A. Network-Level Protection

  • Use firewalls to block malicious IP addresses.

  • Enable Intrusion Detection Systems (IDS).

  • Deploy load balancers to distribute traffic.

B. Server-Side Protection

  • Implement rate limiting to block excessive requests.

  • Optimize server configurations to handle heavy traffic.

  • Use content delivery networks (CDNs) to absorb attacks.

C. Cloud-Based Protection

  • Use services like:

    • Cloudflare DDoS Protection

    • AWS Shield

    • Akamai Kona Site Defender

D. Best Practices

  • Regularly update security patches.

  • Monitor network logs for suspicious patterns.

  • Use Web Application Firewalls (WAFs).

9. Difference Between DoS and DDoS

Aspect DoS (Denial of Service) DDoS (Distributed DoS)
Source Single system Multiple systems (botnets)
Power Moderate Very high
Detection Easier Harder
Example One PC floods a server Thousands of IoT devices flood a server

10. Advantages of DoS Testing (Not Attack)

Organizations sometimes perform DoS simulation tests to:

  • Test server resilience.

  • Identify network weaknesses.

  • Improve scalability.

  • Prepare for real-world cyberattacks.

11. Disadvantages / Impacts of DoS Attacks

  • Website Downtime → Loss of revenue.

  • Brand Damage → Customers lose trust.

  • Financial Losses → Due to service disruption.

  • Legal Consequences → If customer data gets affected.

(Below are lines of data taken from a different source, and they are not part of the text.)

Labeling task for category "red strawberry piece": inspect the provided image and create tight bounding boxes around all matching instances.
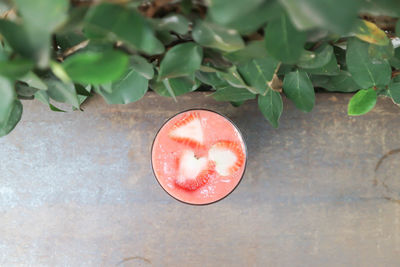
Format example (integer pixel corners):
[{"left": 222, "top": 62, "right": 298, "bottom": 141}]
[
  {"left": 169, "top": 112, "right": 204, "bottom": 149},
  {"left": 208, "top": 140, "right": 246, "bottom": 176},
  {"left": 175, "top": 150, "right": 215, "bottom": 191}
]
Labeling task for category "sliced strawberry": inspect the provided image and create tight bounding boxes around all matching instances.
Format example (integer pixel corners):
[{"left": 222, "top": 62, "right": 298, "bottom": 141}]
[
  {"left": 169, "top": 112, "right": 204, "bottom": 148},
  {"left": 208, "top": 141, "right": 245, "bottom": 176},
  {"left": 175, "top": 150, "right": 215, "bottom": 191}
]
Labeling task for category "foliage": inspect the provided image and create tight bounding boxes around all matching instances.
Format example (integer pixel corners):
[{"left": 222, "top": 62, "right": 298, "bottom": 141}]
[{"left": 0, "top": 0, "right": 400, "bottom": 136}]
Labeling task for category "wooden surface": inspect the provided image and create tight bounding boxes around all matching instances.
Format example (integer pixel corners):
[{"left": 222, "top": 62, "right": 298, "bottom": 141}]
[{"left": 0, "top": 93, "right": 400, "bottom": 266}]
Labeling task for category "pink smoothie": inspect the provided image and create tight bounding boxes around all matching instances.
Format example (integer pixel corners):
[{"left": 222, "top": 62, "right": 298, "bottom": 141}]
[{"left": 152, "top": 110, "right": 247, "bottom": 205}]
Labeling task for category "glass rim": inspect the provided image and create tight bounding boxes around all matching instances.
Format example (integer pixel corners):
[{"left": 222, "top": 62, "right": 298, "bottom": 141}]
[{"left": 150, "top": 108, "right": 248, "bottom": 206}]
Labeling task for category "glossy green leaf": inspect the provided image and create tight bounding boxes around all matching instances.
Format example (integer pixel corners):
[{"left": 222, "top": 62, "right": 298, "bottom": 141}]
[
  {"left": 258, "top": 90, "right": 283, "bottom": 128},
  {"left": 130, "top": 55, "right": 154, "bottom": 80},
  {"left": 224, "top": 40, "right": 267, "bottom": 64},
  {"left": 74, "top": 83, "right": 91, "bottom": 97},
  {"left": 297, "top": 45, "right": 334, "bottom": 69},
  {"left": 389, "top": 47, "right": 400, "bottom": 69},
  {"left": 368, "top": 42, "right": 394, "bottom": 61},
  {"left": 159, "top": 42, "right": 203, "bottom": 80},
  {"left": 14, "top": 0, "right": 69, "bottom": 32},
  {"left": 150, "top": 77, "right": 200, "bottom": 97},
  {"left": 304, "top": 56, "right": 340, "bottom": 76},
  {"left": 155, "top": 14, "right": 190, "bottom": 35},
  {"left": 84, "top": 4, "right": 164, "bottom": 55},
  {"left": 347, "top": 88, "right": 377, "bottom": 116},
  {"left": 312, "top": 70, "right": 360, "bottom": 93},
  {"left": 346, "top": 38, "right": 392, "bottom": 88},
  {"left": 35, "top": 90, "right": 50, "bottom": 105},
  {"left": 62, "top": 50, "right": 129, "bottom": 84},
  {"left": 280, "top": 0, "right": 360, "bottom": 34},
  {"left": 389, "top": 82, "right": 400, "bottom": 105},
  {"left": 354, "top": 20, "right": 390, "bottom": 46},
  {"left": 192, "top": 20, "right": 244, "bottom": 52},
  {"left": 265, "top": 14, "right": 306, "bottom": 63},
  {"left": 97, "top": 70, "right": 149, "bottom": 104},
  {"left": 0, "top": 59, "right": 33, "bottom": 79},
  {"left": 195, "top": 71, "right": 227, "bottom": 89},
  {"left": 211, "top": 85, "right": 256, "bottom": 101},
  {"left": 217, "top": 66, "right": 257, "bottom": 94},
  {"left": 238, "top": 57, "right": 279, "bottom": 95},
  {"left": 44, "top": 78, "right": 80, "bottom": 108},
  {"left": 15, "top": 82, "right": 38, "bottom": 99},
  {"left": 0, "top": 76, "right": 22, "bottom": 137},
  {"left": 283, "top": 70, "right": 315, "bottom": 112}
]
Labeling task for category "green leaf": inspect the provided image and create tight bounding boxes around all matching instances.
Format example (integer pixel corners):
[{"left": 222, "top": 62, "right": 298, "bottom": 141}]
[
  {"left": 347, "top": 88, "right": 377, "bottom": 116},
  {"left": 368, "top": 42, "right": 394, "bottom": 60},
  {"left": 97, "top": 70, "right": 149, "bottom": 104},
  {"left": 224, "top": 40, "right": 267, "bottom": 64},
  {"left": 389, "top": 82, "right": 400, "bottom": 105},
  {"left": 44, "top": 78, "right": 80, "bottom": 108},
  {"left": 238, "top": 57, "right": 279, "bottom": 95},
  {"left": 265, "top": 14, "right": 306, "bottom": 63},
  {"left": 0, "top": 59, "right": 33, "bottom": 79},
  {"left": 283, "top": 70, "right": 315, "bottom": 112},
  {"left": 150, "top": 77, "right": 200, "bottom": 97},
  {"left": 304, "top": 56, "right": 340, "bottom": 76},
  {"left": 280, "top": 0, "right": 360, "bottom": 34},
  {"left": 211, "top": 85, "right": 256, "bottom": 102},
  {"left": 14, "top": 0, "right": 69, "bottom": 32},
  {"left": 192, "top": 20, "right": 244, "bottom": 52},
  {"left": 62, "top": 50, "right": 129, "bottom": 84},
  {"left": 354, "top": 20, "right": 390, "bottom": 46},
  {"left": 159, "top": 42, "right": 203, "bottom": 80},
  {"left": 346, "top": 38, "right": 392, "bottom": 88},
  {"left": 217, "top": 66, "right": 257, "bottom": 94},
  {"left": 55, "top": 32, "right": 87, "bottom": 52},
  {"left": 130, "top": 55, "right": 154, "bottom": 80},
  {"left": 389, "top": 47, "right": 400, "bottom": 69},
  {"left": 0, "top": 76, "right": 22, "bottom": 137},
  {"left": 297, "top": 45, "right": 334, "bottom": 69},
  {"left": 154, "top": 14, "right": 190, "bottom": 35},
  {"left": 0, "top": 19, "right": 50, "bottom": 68},
  {"left": 195, "top": 71, "right": 227, "bottom": 89},
  {"left": 18, "top": 71, "right": 47, "bottom": 90},
  {"left": 312, "top": 70, "right": 360, "bottom": 93},
  {"left": 84, "top": 4, "right": 164, "bottom": 55},
  {"left": 15, "top": 82, "right": 38, "bottom": 99},
  {"left": 258, "top": 90, "right": 283, "bottom": 128},
  {"left": 75, "top": 83, "right": 90, "bottom": 98}
]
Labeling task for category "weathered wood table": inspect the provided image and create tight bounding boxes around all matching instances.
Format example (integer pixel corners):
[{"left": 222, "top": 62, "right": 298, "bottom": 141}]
[{"left": 0, "top": 93, "right": 400, "bottom": 266}]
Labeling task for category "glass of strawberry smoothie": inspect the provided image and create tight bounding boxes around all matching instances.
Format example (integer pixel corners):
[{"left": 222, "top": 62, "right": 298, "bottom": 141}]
[{"left": 151, "top": 109, "right": 247, "bottom": 205}]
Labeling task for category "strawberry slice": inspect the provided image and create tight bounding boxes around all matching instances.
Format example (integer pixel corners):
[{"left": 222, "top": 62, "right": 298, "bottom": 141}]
[
  {"left": 169, "top": 112, "right": 204, "bottom": 149},
  {"left": 208, "top": 141, "right": 245, "bottom": 176},
  {"left": 175, "top": 150, "right": 215, "bottom": 191}
]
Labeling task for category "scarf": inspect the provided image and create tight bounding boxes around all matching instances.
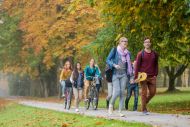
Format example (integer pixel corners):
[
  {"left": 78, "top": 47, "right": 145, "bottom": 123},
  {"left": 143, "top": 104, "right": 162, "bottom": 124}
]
[{"left": 117, "top": 45, "right": 132, "bottom": 75}]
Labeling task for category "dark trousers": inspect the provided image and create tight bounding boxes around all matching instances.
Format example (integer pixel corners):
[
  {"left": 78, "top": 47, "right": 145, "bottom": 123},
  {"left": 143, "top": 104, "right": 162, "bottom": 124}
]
[
  {"left": 125, "top": 83, "right": 139, "bottom": 111},
  {"left": 140, "top": 77, "right": 156, "bottom": 111}
]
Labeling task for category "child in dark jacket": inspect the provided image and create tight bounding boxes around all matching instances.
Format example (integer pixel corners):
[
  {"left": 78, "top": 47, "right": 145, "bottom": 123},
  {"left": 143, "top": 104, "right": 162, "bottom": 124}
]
[{"left": 125, "top": 61, "right": 139, "bottom": 111}]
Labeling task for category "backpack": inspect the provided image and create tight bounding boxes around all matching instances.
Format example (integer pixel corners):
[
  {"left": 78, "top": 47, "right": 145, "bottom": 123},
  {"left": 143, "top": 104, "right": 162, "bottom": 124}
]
[
  {"left": 140, "top": 49, "right": 158, "bottom": 65},
  {"left": 105, "top": 48, "right": 117, "bottom": 80}
]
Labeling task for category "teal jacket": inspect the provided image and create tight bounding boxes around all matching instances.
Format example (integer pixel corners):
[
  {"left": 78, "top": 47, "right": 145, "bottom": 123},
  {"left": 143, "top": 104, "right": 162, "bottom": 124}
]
[{"left": 84, "top": 65, "right": 101, "bottom": 81}]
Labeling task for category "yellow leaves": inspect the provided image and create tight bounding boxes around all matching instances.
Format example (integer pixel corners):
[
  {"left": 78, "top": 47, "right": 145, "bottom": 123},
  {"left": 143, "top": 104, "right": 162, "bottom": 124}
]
[
  {"left": 131, "top": 29, "right": 136, "bottom": 33},
  {"left": 1, "top": 0, "right": 103, "bottom": 76}
]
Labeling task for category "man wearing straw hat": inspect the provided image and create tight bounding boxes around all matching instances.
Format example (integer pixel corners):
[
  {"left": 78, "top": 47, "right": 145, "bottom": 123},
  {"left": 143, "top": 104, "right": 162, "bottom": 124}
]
[{"left": 135, "top": 37, "right": 158, "bottom": 115}]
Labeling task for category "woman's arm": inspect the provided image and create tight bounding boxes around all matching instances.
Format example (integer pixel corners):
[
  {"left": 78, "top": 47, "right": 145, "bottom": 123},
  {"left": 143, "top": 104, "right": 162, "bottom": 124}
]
[
  {"left": 106, "top": 48, "right": 116, "bottom": 68},
  {"left": 70, "top": 72, "right": 74, "bottom": 83}
]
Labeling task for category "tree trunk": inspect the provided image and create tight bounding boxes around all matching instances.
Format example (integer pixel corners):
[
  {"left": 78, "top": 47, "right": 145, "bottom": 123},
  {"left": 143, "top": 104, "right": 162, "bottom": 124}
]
[
  {"left": 168, "top": 77, "right": 176, "bottom": 91},
  {"left": 163, "top": 69, "right": 167, "bottom": 87},
  {"left": 176, "top": 76, "right": 182, "bottom": 87},
  {"left": 165, "top": 64, "right": 188, "bottom": 91},
  {"left": 188, "top": 68, "right": 190, "bottom": 87}
]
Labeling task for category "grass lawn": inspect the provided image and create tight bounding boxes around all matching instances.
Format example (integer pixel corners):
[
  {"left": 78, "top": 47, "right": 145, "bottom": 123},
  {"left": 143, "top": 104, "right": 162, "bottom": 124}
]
[
  {"left": 96, "top": 90, "right": 190, "bottom": 115},
  {"left": 0, "top": 99, "right": 150, "bottom": 127},
  {"left": 11, "top": 88, "right": 190, "bottom": 115}
]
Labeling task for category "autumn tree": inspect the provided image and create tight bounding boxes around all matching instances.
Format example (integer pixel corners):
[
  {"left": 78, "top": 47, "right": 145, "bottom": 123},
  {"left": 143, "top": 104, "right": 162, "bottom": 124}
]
[
  {"left": 2, "top": 0, "right": 101, "bottom": 96},
  {"left": 91, "top": 0, "right": 190, "bottom": 91}
]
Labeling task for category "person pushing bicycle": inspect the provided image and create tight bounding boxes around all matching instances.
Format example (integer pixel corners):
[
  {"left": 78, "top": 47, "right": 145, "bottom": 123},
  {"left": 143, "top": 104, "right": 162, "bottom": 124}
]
[{"left": 84, "top": 59, "right": 101, "bottom": 102}]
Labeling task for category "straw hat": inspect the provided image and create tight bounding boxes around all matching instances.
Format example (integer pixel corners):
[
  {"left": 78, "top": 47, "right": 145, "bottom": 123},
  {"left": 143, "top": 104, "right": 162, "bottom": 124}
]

  • Operational Halt → Businesses come to a standstill.

12. DoS Attack Workflow Diagram

        [Attacker]
            │
            │ Sends Millions of Requests
            ▼
      [Target Server]
   ┌───────────────┐
   │ High Traffic  │
   │ Resources Busy│
   │ No Responses  │
   └───────────────┘
            │
            ▼
   [Legitimate Users]
       Can't Access Service

13. Summary

  • A DoS attack overwhelms a system, network, or server with fake requests.

  • Types include volume-based, protocol-based, application-layer, and DDoS.

  • Famous examples: AWS 2020, GitHub 2018, Estonia 2007.

  • Prevention involves:

    • Firewalls

    • Load balancers

    • CDNs

    • DDoS protection tools like Cloudflare & AWS Shield.